Efficacy Of Oral Trehalose In Spinocerebellar Ataxia 3
Primary Purpose
Spinocerebellar Ataxia Type 3
Status
Recruiting
Phase
Not Applicable
Locations
Malaysia
Study Type
Interventional
Intervention
Trehalose
Maltose
Sponsored by
About this trial
This is an interventional treatment trial for Spinocerebellar Ataxia Type 3 focused on measuring Spinocerebellar ataxia Type 3, Cerebellar Cognitive and Affective Syndrome, Trehalose, Neuropsychology, Magnetic resonance imaging
Eligibility Criteria
Inclusion Criteria:
- Age between 18 and 85 years old.
- Genetically confirmed SCA 3 diagnosis.
- Presence of progressive cerebellar syndrome (i.e. symptomatic) and genetic confirmation of SCA 3 in one of the immediate family members with similar clinical syndrome.
- Able to read, speak, and understand English or Malay.
Exclusion Criteria:
- Diagnosis of Diabetes Mellitus Type 1 or Type 2
- Presence of any concomitant neurological condition that might interfere with clinical measures used in this study.
- Presence of contraindication or hypersensitivity to trehalose.
- Use of stimulant / medication, caffeine, and tobacco within less than 24 hours washout period prior to assessment and / or scan.
- Presence of severe visual and / or auditory perceptual deficits.

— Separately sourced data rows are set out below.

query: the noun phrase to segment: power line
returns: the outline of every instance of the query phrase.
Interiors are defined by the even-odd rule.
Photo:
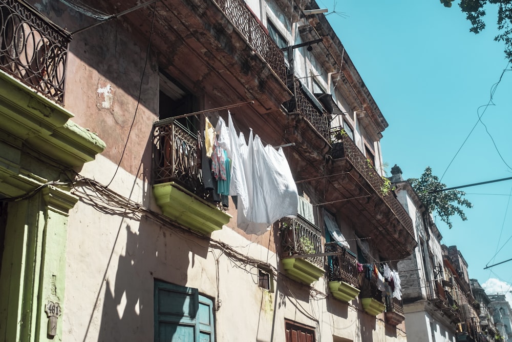
[[[144,68],[142,69],[142,75],[140,77],[140,83],[139,85],[139,96],[137,99],[137,106],[135,107],[135,112],[133,114],[133,120],[132,120],[132,125],[130,127],[130,130],[128,131],[128,136],[126,137],[126,142],[124,143],[124,147],[123,148],[123,152],[121,154],[121,158],[119,159],[119,162],[117,164],[117,167],[116,168],[116,172],[114,173],[114,175],[112,176],[112,179],[110,180],[109,184],[106,185],[106,187],[108,188],[110,185],[112,181],[114,180],[114,178],[115,177],[116,175],[117,174],[117,171],[119,169],[119,167],[121,166],[121,162],[123,160],[123,157],[124,156],[124,152],[126,151],[126,147],[128,146],[128,140],[130,139],[130,135],[132,133],[132,129],[133,128],[133,125],[135,123],[135,118],[137,117],[137,111],[139,109],[139,105],[140,104],[140,96],[142,92],[142,81],[144,80],[144,75],[146,73],[146,67],[147,65],[147,59],[150,55],[150,51],[151,47],[151,36],[153,33],[153,25],[155,24],[155,14],[156,13],[157,9],[157,4],[156,1],[153,1],[155,3],[153,6],[153,18],[151,20],[151,29],[150,30],[150,36],[147,38],[147,50],[146,51],[146,59],[144,62]]]
[[[456,189],[461,189],[462,188],[467,188],[468,187],[474,187],[477,185],[482,185],[483,184],[489,184],[490,183],[495,183],[497,182],[503,182],[504,180],[509,180],[512,179],[512,177],[507,177],[506,178],[502,178],[499,179],[494,179],[493,180],[487,180],[486,182],[480,182],[478,183],[473,183],[472,184],[467,184],[466,185],[460,185],[457,187],[452,187],[451,188],[445,188],[444,189],[439,189],[437,190],[431,190],[428,191],[427,193],[435,193],[436,192],[441,192],[441,191],[447,191],[448,190],[453,190]]]
[[[504,261],[501,261],[501,263],[498,263],[498,264],[494,264],[493,265],[489,265],[488,266],[485,266],[485,267],[483,268],[483,269],[486,270],[487,269],[488,269],[488,268],[489,268],[490,267],[492,267],[493,266],[498,266],[499,265],[501,265],[502,264],[504,264],[505,263],[508,263],[508,261],[509,261],[510,260],[512,260],[512,259],[509,259],[508,260],[505,260]]]
[[[493,85],[493,86],[491,87],[490,96],[489,98],[489,101],[487,103],[487,104],[484,105],[483,106],[481,106],[480,107],[478,107],[478,108],[477,109],[477,115],[478,116],[478,119],[477,120],[476,123],[475,123],[475,125],[473,126],[473,128],[471,129],[471,130],[470,131],[469,134],[467,134],[467,136],[466,137],[466,138],[464,139],[464,141],[462,142],[462,144],[460,145],[460,147],[459,148],[459,149],[457,150],[457,152],[455,153],[455,155],[453,156],[453,158],[452,158],[452,160],[450,161],[450,164],[448,164],[448,166],[446,167],[446,170],[444,170],[444,172],[443,173],[442,175],[439,179],[440,183],[442,180],[443,177],[444,177],[444,175],[446,174],[446,172],[448,171],[448,169],[449,169],[450,167],[452,165],[452,163],[453,163],[453,161],[455,160],[455,158],[457,157],[457,156],[459,154],[459,152],[460,152],[460,150],[462,149],[462,147],[464,146],[464,145],[466,143],[466,142],[467,142],[467,139],[469,139],[470,136],[471,135],[471,133],[472,133],[473,132],[473,131],[475,130],[475,129],[476,128],[477,125],[478,125],[478,123],[479,122],[482,123],[482,124],[483,125],[483,123],[482,122],[482,117],[483,116],[483,114],[485,113],[485,111],[487,110],[487,109],[489,108],[489,106],[495,105],[494,103],[493,102],[493,97],[494,96],[494,93],[496,91],[496,89],[498,88],[498,86],[501,82],[501,79],[503,78],[503,74],[505,73],[505,72],[510,71],[510,69],[508,69],[509,64],[510,64],[509,63],[507,63],[507,66],[505,67],[505,69],[504,69],[503,71],[501,72],[501,75],[500,75],[500,78],[498,79],[498,82],[495,83],[494,85]],[[483,111],[482,112],[482,114],[480,114],[479,113],[479,111],[480,110],[480,109],[482,107],[484,107],[484,108]],[[484,127],[485,127],[485,125],[484,125]],[[487,128],[486,127],[486,130],[487,130]],[[489,134],[490,136],[490,134],[488,131],[487,131],[487,134]],[[492,138],[492,137],[491,137],[491,139],[493,140],[493,142],[494,143],[494,139]],[[496,148],[496,145],[495,144],[494,144],[494,146],[495,148],[496,148],[496,150],[497,151],[497,148]],[[503,157],[501,157],[501,153],[500,153],[499,151],[498,151],[498,154],[499,154],[500,157],[501,157],[502,160],[503,160]],[[503,160],[503,162],[504,162],[504,160]],[[507,167],[508,167],[508,168],[510,168],[510,167],[509,167],[508,165],[506,163],[505,164],[505,165],[507,165]]]

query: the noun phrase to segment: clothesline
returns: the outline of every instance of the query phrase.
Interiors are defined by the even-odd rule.
[[[216,112],[219,110],[222,110],[223,109],[229,109],[229,108],[234,108],[237,107],[241,107],[242,106],[245,106],[245,105],[253,105],[254,104],[254,101],[248,101],[247,102],[242,102],[241,103],[235,104],[234,105],[228,105],[227,106],[223,106],[222,107],[219,107],[216,108],[211,108],[210,109],[205,109],[204,110],[200,110],[198,112],[194,112],[193,113],[187,113],[187,114],[184,114],[181,115],[178,115],[177,116],[173,116],[172,117],[169,117],[168,118],[164,119],[163,120],[160,120],[155,123],[155,126],[163,126],[165,125],[167,125],[168,124],[172,124],[175,120],[178,119],[181,119],[184,117],[187,117],[188,116],[193,116],[194,115],[197,115],[200,114],[204,114],[205,113],[210,113],[211,112]]]

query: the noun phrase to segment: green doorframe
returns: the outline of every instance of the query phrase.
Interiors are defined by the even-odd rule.
[[[78,198],[48,186],[32,197],[8,203],[0,274],[0,339],[62,340],[68,216]],[[54,337],[45,313],[61,308]]]
[[[61,341],[68,216],[78,198],[49,181],[94,160],[105,144],[65,108],[2,71],[0,89],[0,200],[7,203],[0,340]]]

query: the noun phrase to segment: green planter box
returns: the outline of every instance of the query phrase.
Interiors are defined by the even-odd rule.
[[[363,298],[361,299],[362,308],[372,316],[376,316],[384,311],[384,304],[373,298]]]
[[[329,281],[329,288],[334,298],[342,301],[349,302],[355,299],[359,289],[345,281]]]
[[[164,215],[205,235],[222,229],[231,217],[173,182],[154,185],[153,193]]]
[[[285,258],[281,262],[289,277],[307,285],[317,281],[325,273],[325,270],[305,259]]]

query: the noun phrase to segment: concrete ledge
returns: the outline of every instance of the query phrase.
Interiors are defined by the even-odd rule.
[[[289,277],[307,285],[317,281],[325,273],[325,270],[305,259],[285,258],[281,262]]]

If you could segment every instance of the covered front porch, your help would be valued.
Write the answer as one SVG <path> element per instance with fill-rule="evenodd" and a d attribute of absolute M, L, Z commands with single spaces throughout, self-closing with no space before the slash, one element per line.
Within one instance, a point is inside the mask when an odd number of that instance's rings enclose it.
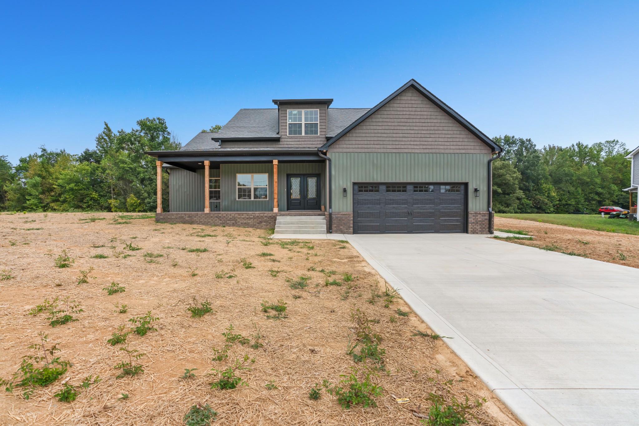
<path fill-rule="evenodd" d="M 327 209 L 326 160 L 316 149 L 149 154 L 157 158 L 158 213 L 297 211 L 323 215 Z M 163 171 L 169 176 L 168 188 L 162 188 Z M 169 203 L 163 206 L 162 194 L 167 190 Z"/>

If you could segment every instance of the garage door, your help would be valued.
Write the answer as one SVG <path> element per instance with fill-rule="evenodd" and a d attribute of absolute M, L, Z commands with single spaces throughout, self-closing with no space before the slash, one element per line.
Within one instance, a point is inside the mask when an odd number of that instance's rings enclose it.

- MRI contra-indications: claustrophobia, pregnancy, electronic implants (e.g. pacemaker) in the body, aneurysm clip, and current or past employment as machinists, welders or metal workers.
Sites / Locations
- UKM Medical CentreRecruiting
Arms of the Study
Arm 1
Arm 2
Arm Type
Experimental
Placebo Comparator
Arm Label
Trehalose
Maltose placebo
Arm Description
Trehalose powder form to be dissolved in water, to be consumed by mouth, every day for 3 months.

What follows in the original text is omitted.